Supreme Court of New Hampshire Strafford.
Decided June, 1885.
Leave to appeal from a decree of the probate court allowing the settlement of an administrator’s account, cannot be granted when the terms of the settlement were agreed to by counsel for the petitioners, and there was no fraud, and the only errors in the account were such as would have been discovered by reasonable diligence on the part of the petitioners and their counsel.
PETITION, for leave to appeal from a decree of the probate court, allowing the settlement of the defendant’s account as administrator of the estate of John Briony, on the ground that the petitioners were prevented from appealing therefrom within sixty days,
through mistake, accident, or misfortune. Facts found by a referee.
Edw. O. Cooke (of Massachusetts) and J. Kivel, for the petitioners.
T. J. Smith and J. G. Hall, for the defendant.
The reasons assigned for leave to appeal from the defendant’s settlement of his administration account are, that one inventory having been made and filed, and that neither at the settlement of the account, nor subsequently within the time for taking an appeal, did the administrator produce his books and vouchers for examination, and the petitioners were deprived of the opportunity of various errors and frauds, which it is claimed were made in the settlement.

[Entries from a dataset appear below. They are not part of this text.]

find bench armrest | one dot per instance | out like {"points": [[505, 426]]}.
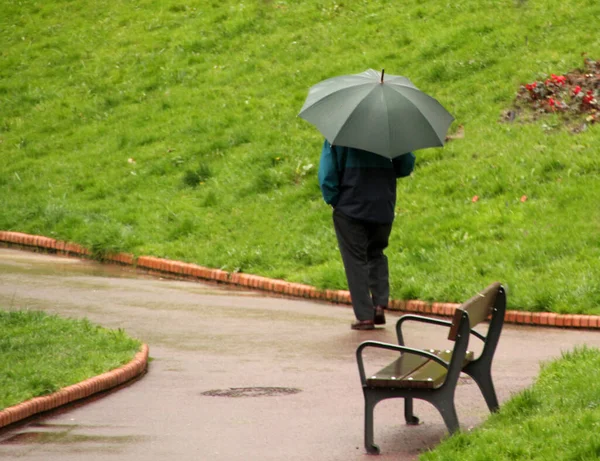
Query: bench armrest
{"points": [[417, 318], [421, 318], [392, 347]]}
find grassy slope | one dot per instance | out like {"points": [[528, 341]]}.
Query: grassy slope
{"points": [[203, 97], [557, 418], [40, 353]]}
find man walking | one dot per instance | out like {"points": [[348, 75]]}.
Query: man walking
{"points": [[361, 188]]}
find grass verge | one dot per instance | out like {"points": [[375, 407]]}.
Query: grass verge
{"points": [[170, 129], [558, 418], [41, 353]]}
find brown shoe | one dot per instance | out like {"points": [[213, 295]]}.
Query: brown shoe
{"points": [[363, 325], [379, 315]]}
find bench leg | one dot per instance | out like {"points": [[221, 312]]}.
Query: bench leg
{"points": [[369, 409], [448, 411], [409, 416], [486, 385]]}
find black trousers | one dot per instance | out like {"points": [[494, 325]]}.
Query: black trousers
{"points": [[361, 245]]}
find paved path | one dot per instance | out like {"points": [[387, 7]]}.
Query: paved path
{"points": [[204, 337]]}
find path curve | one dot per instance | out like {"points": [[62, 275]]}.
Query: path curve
{"points": [[163, 266]]}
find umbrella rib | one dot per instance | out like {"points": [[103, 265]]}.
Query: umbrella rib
{"points": [[329, 95], [353, 109], [413, 104]]}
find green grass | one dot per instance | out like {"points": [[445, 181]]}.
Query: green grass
{"points": [[41, 353], [558, 418], [170, 128]]}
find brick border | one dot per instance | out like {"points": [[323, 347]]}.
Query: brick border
{"points": [[161, 266], [79, 391]]}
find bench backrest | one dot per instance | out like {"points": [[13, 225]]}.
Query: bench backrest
{"points": [[490, 302]]}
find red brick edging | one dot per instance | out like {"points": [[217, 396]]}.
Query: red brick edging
{"points": [[79, 391], [193, 271]]}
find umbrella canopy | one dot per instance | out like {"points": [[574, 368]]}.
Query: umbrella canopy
{"points": [[389, 117]]}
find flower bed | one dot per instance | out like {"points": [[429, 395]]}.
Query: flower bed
{"points": [[576, 95]]}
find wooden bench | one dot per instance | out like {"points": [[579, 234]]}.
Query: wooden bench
{"points": [[432, 375]]}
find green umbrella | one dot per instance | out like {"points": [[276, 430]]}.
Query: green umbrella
{"points": [[389, 117]]}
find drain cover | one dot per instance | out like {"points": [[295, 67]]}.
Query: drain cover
{"points": [[251, 392]]}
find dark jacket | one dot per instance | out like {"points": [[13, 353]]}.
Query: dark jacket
{"points": [[361, 184]]}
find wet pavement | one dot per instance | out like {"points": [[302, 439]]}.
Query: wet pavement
{"points": [[235, 374]]}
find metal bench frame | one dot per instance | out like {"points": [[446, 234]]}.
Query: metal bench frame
{"points": [[491, 301]]}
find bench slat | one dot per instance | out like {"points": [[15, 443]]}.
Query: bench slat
{"points": [[414, 371], [393, 374]]}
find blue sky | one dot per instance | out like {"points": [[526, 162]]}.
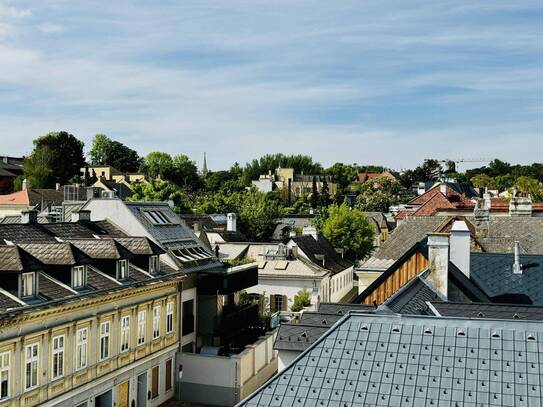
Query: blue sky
{"points": [[383, 82]]}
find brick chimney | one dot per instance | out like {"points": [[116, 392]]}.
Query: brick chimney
{"points": [[29, 217], [438, 256], [460, 246]]}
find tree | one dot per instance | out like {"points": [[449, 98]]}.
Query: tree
{"points": [[483, 181], [350, 230], [258, 214], [159, 190], [105, 151], [59, 155], [38, 169], [157, 164], [301, 300]]}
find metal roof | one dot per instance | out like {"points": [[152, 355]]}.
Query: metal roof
{"points": [[393, 360]]}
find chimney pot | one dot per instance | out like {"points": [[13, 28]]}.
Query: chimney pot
{"points": [[438, 254]]}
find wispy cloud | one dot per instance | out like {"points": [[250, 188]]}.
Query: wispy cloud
{"points": [[390, 82]]}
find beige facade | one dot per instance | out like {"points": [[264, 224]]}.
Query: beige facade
{"points": [[72, 354]]}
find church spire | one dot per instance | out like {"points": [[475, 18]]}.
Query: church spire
{"points": [[204, 166]]}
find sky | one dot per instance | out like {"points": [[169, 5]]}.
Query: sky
{"points": [[369, 82]]}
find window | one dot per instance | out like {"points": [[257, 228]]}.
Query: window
{"points": [[168, 374], [29, 284], [81, 349], [156, 322], [58, 357], [141, 327], [122, 269], [154, 382], [169, 317], [104, 340], [31, 366], [156, 217], [125, 333], [188, 317], [79, 276], [4, 375], [154, 264]]}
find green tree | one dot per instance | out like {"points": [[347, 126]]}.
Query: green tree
{"points": [[38, 169], [159, 190], [258, 214], [106, 151], [59, 155], [350, 230], [301, 300], [157, 164], [483, 181]]}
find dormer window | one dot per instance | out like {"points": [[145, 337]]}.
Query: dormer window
{"points": [[122, 269], [154, 264], [28, 284], [79, 276]]}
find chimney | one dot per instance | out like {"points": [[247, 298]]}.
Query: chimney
{"points": [[438, 256], [443, 188], [460, 246], [29, 217], [310, 231], [81, 215], [520, 206], [517, 267], [482, 210], [231, 224]]}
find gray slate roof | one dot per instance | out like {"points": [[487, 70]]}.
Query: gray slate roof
{"points": [[492, 272], [392, 360], [495, 311]]}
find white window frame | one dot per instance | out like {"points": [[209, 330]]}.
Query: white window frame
{"points": [[156, 322], [32, 362], [125, 333], [154, 264], [169, 317], [5, 373], [105, 336], [79, 276], [27, 291], [120, 264], [57, 352], [81, 348], [142, 316]]}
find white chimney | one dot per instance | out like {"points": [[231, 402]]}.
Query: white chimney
{"points": [[460, 246], [29, 217], [438, 256], [81, 215], [517, 267], [231, 224], [443, 188], [310, 231]]}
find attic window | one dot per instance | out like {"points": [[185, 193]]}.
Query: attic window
{"points": [[156, 217], [28, 285], [79, 276], [154, 264], [122, 269]]}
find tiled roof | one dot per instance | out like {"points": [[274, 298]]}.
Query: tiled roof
{"points": [[392, 360], [321, 246], [493, 272], [494, 311], [411, 298]]}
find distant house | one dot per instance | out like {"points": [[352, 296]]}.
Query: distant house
{"points": [[296, 185]]}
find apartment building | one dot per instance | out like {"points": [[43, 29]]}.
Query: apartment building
{"points": [[89, 320]]}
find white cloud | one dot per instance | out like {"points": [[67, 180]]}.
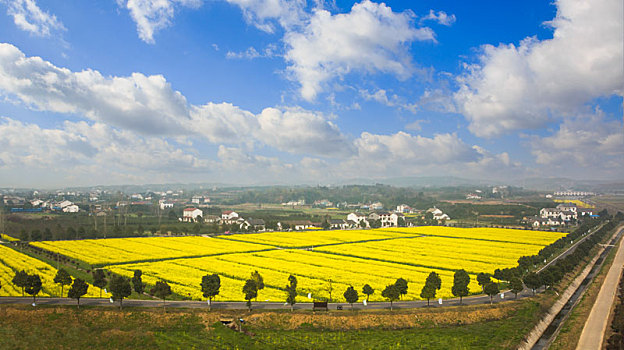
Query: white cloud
{"points": [[370, 38], [296, 130], [29, 17], [523, 87], [441, 17], [94, 151], [151, 16], [261, 13], [581, 145], [148, 105], [142, 103], [251, 53]]}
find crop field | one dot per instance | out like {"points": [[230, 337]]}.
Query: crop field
{"points": [[346, 257], [12, 261]]}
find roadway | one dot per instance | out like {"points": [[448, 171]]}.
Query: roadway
{"points": [[593, 333]]}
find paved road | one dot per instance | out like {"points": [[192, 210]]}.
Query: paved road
{"points": [[572, 247], [596, 324]]}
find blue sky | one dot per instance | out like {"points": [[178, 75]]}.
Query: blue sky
{"points": [[274, 91]]}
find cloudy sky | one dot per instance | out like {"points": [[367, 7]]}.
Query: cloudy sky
{"points": [[295, 91]]}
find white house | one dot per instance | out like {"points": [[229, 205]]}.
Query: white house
{"points": [[403, 208], [71, 209], [165, 205], [229, 215], [190, 214], [358, 218]]}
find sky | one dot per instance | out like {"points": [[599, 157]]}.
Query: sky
{"points": [[108, 92]]}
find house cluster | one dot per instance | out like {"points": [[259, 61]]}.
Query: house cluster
{"points": [[563, 214], [227, 217]]}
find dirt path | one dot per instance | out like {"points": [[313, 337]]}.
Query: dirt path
{"points": [[596, 324]]}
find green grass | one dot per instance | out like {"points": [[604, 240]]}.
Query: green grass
{"points": [[22, 327]]}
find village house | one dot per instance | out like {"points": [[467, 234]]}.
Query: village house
{"points": [[191, 214]]}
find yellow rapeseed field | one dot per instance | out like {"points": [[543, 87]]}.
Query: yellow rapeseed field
{"points": [[12, 261], [346, 257]]}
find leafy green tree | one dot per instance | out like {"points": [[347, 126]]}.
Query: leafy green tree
{"points": [[516, 286], [461, 279], [428, 292], [19, 280], [435, 280], [484, 279], [99, 279], [533, 281], [291, 290], [250, 289], [491, 289], [161, 290], [33, 285], [210, 287], [368, 290], [401, 284], [137, 282], [63, 278], [351, 296], [257, 277], [392, 293], [120, 288], [77, 290]]}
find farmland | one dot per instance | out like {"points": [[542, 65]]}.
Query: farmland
{"points": [[12, 261], [350, 257]]}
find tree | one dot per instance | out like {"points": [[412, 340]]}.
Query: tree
{"points": [[161, 290], [137, 282], [351, 296], [120, 288], [516, 286], [33, 285], [63, 278], [392, 293], [491, 289], [368, 290], [484, 279], [401, 284], [259, 282], [99, 279], [210, 287], [250, 289], [77, 290], [19, 280], [435, 280], [291, 290], [533, 281], [461, 279]]}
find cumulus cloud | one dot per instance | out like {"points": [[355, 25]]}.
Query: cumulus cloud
{"points": [[588, 141], [296, 130], [151, 16], [148, 105], [31, 18], [441, 17], [262, 13], [523, 86], [370, 38], [95, 148]]}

The only errors in the account which the referee has found are a charge by the administrator of money paid for services by his attorney, thirteen dollars of which were for services rendered while the attorney was register of probate, and an excess — how much is not found — taken by the administrator, as commissions upon money collected and disbursed. These charges were examined and agreed to by the plaintiffs’ attorneys, at the time the amount was settled. The assets, of which no appraisal was made, were accounted for at their value. At the time the vouchers were called for by the plaintiffs, the administrator could not find them, but they were subsequently discovered and produced before the referee, and corresponded with the items of the account. After the settlement the plaintiffs gave a receipt for the balance found, and a release, under seal, of all further claim against the administrator. There was no fraud or concealment on the part of the administrator, and there were no errors in the account, which, by reasonable diligence, might not have been discovered in season for correction or appeal. There being no fraud or concealment, and all matters having been open to examination, or so situated that by reasonable diligence they might have been examined, there is no such mistake, accident, or misfortune as warrants the granting of leave to appeal to prevent injustice.